Can Haiti’s Peanut Value Chain Survive US Generosity?

Marie Carmel Lindor, who has a market stall in Kenscoff, in the mountains above Port-au-Prince. Marketing peanuts and other farm produce provides a livelihood to many Haitian women like Ms. Lindor. Credit: Diana Hernandez Cordero/Oxfam GB.

May 05, 2020

The following post is a guest submission from Marc J. Cohen and Tonny Joseph. 

Breakfast in Haiti typically includes manba, the local peanut butter. Unlike the smooth or chunky product found in the United States, it frequently includes a kick from chili peppers!

Haitian peanut butter stands out in another way. In a country where 60% of the food supply—and 80% or more of the rice—comes from abroad, most of the manba is processed locally from Haitian-grown peanuts. Though few Haitian farmers make their living entirely from peanuts, they represent an important income stream, particularly as they can resist the punishing droughts that Haiti has faced over the past few years. For low-income rural women, earnings from artisanal processing of peanut butter and peanut brittle, and from selling unshelled peanuts or peanut-based candy and pastry, mean a degree of economic empowerment and the ability to contribute to family expenses such as school fees and healthcare costs, as well as food.

Two US NGOs, Meds & Food for Kids (MFK) and Partners in Health, work with Haitian farmers to obtain peanuts used to produce ready-to-use foods for treating acutely malnourished children. MFK calls its product “medika manba.”  
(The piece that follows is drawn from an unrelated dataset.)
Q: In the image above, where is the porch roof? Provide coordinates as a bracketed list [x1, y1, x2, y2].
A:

The US government has provided substantial support to Haiti’s peanut production. Through the Feed the Future Initiative and other channels, US aid has helped boost Haitian peanut growers’ productivity and assisted them in harvesting goobers free from aflatoxin, a carcinogenic mold that is a major problem affecting Haitian peanuts.

So far, this sounds like a pretty positive story. But things took a nasty turn in 2016. In March of that year, the US Department of Agriculture announced what it called a “humanitarian” donation of 500 metric tons of dry roasted US peanuts to provide snacks for 140,000 malnourished school children. For many Haitians and international advocacy groups following development issues in Haiti, this looked like surplus dumping, or, worse, an effort to pry open the Haitian peanut market at the expense of thousands of local low-income producers, processors, and traders.  

As a new report by PAPDA (the Haitian Advocacy Platform for Alternative Development) and Oxfam shows, this perfectly illustrates the clash between two kinds of agriculture: small-scale farming of arid lands, subject to neoliberal policies and deprived of technical and financial support, and overdeveloped agriculture with cutting edge technology and trade protection for farmers. In the United States, 6,500 prosperous and politically well-organized peanut producers receive annual subsidies of $900 million in an exercise some observers have rightly called “naked rent seeking.” In Haiti 35,000 impoverished farmers receive no government support, generally lack organizations to represent their interests, and have only limited ability to access improved seeds, fertilizer, irrigation water, or herbicides to control aflatoxin.

US peanut farmers receive much more generous subsidies than those who grow other government-supported commodities, and the government agrees to acquire their crop if the market price falls below a certain level. Even mainstream economists call these perverse incentives for overproduction “nuts.” The storage costs have led to pressures from Congress and other quarters to move the surpluses overseas as either exports or food aid. The United States is now the world’s third largest peanut exporter.

For many Haitian farmers and advocacy groups, the donation seemed like just the latest chapter in a long history of US domination of Haitian food markets. This has included US-sponsored efforts to eradicate the Haitian pig population as a preemptive strike against African Swine Fever and the US dominance of Haiti’s rice market that followed the removal of import subsidies in 1995.

Also, the 500 tons of peanuts threatened to undermine a decade of US efforts to support Haitian peanut growers. The inconsistency between US agricultural trade policy on the one hand and agricultural assistance on the other called into question the effectiveness of US aid, going against the principle known as “policy coherence for development,” which holds that donor-country policies should mutually reinforce one another in promoting development.

The PAPDA-Oxfam report recommends that the Haitian government provide significant support to the peanut value chain. It also encourages the United States and other donor-country governments to continue providing aid to Haitian peanut production, while avoiding agricultural trade policies that undermine such assistance. The paper concludes by noting that the peanut value chain in Haiti is worthy of support as it represents a reliable economic, cultural, and nutritional pillar of Haitian society.

Last week, on May 1, Haitians celebrated their annual Agriculture and Labor Day holiday. Amidst the very difficult economic, political, and social conditions Haiti is facing, now vastly complicated by the effects of the coronavirus, it would be wonderful if the country could celebrate by exercising sovereignty over this one piece of its food and agriculture system.

Marc J. Cohen is a senior researcher at Oxfam, based in Washington, DC. Tonny Joseph is a Haitian political scientist and consultant based in Pétion Ville, Haiti. They co-authored the recent PAPDA-Oxfam report with PAPDA colleagues.